Payne, who is retired from the state Department of Juvenile Justice, said he opposes calls for Georgia to expand Medicaid coverage to all adults under 65 earning up to 138 percent of the federal poverty level. Currently, Georgia limits Medicaid coverage only to people who meet certain criteria, such as parents of minor children or pregnant women. The left-leaning Georgia Budget and Policy Institute estimates some 473,000 Georgians would gain health insurance under the expansion. The federal government would cover 90 percent of the cost of the expansion. 

“We need to stop relying so much on the federal government,” said Payne. “That $22 trillion debt? That’s you and me, and it’s only going to get worse if we don’t put a stop to the spending.”

But Morgan, a lab manager, favors such an expansion.

“Yes, there’s a cost to the expansion, but there’s also a cost to so many people being without health insurance,” he said.

The two also differed on whether state lawmakers should create a nonpartisan body to draw legislative district maps. Payne said that was something that should continue to be done by the Legislature. Morgan said the party in control of the Legislature will draw the lines to favor itself no matter whether Democrats or Republicans are in control.

Both said they are opposed to civil forfeiture, in which law enforcement can seize cash and property from people who have not been convicted of, or in many cases even charged with, a crime.

The forum also featured Jamie Johnson and Terry Ross, who are in a special Republican primary for the Whitfield County Board of Education seat for District 2, also on Nov. 6. The primary was required after Rodney Lock, who had held the seat, resigned in May shortly after the Republican primary in which he was the only candidate.

Johnson, a captain with the Dalton Police Department, was appointed by a Whitfield County grand jury to fill Lock’s unexpired term, which ends Dec. 31. There will be a general election for a four-year term for that seat in March of next year but no Democrat qualified so the winner of the Republican primary will most likely win the seat.

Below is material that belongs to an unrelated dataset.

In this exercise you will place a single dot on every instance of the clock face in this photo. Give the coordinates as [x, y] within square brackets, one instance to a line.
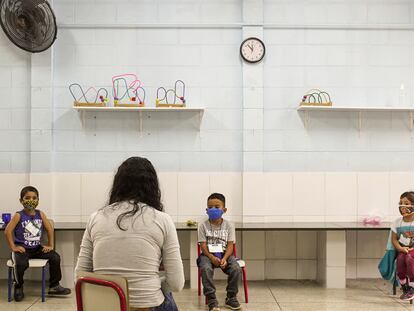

Johnson said his experience in law enforcement will help him advise the school system on one of the most high-profile problems school officials across the country are dealing with: school safety.

Johnson, who has two students in the school system, said one thing officials may have to look at is mental illness. 

“A lot of these active shooters we find out later have some sort of mental illness,” he said.

Ross, who owns Rave Carpets and has four grandchildren in the school system, previously served on the board for 11 years. He said one of the issues he would focus on is getting the high school graduation rate, currently about 93 percent, up.

“We need to have more academic coaches who can identify and work with students who are at risk of not graduating,” said Ross.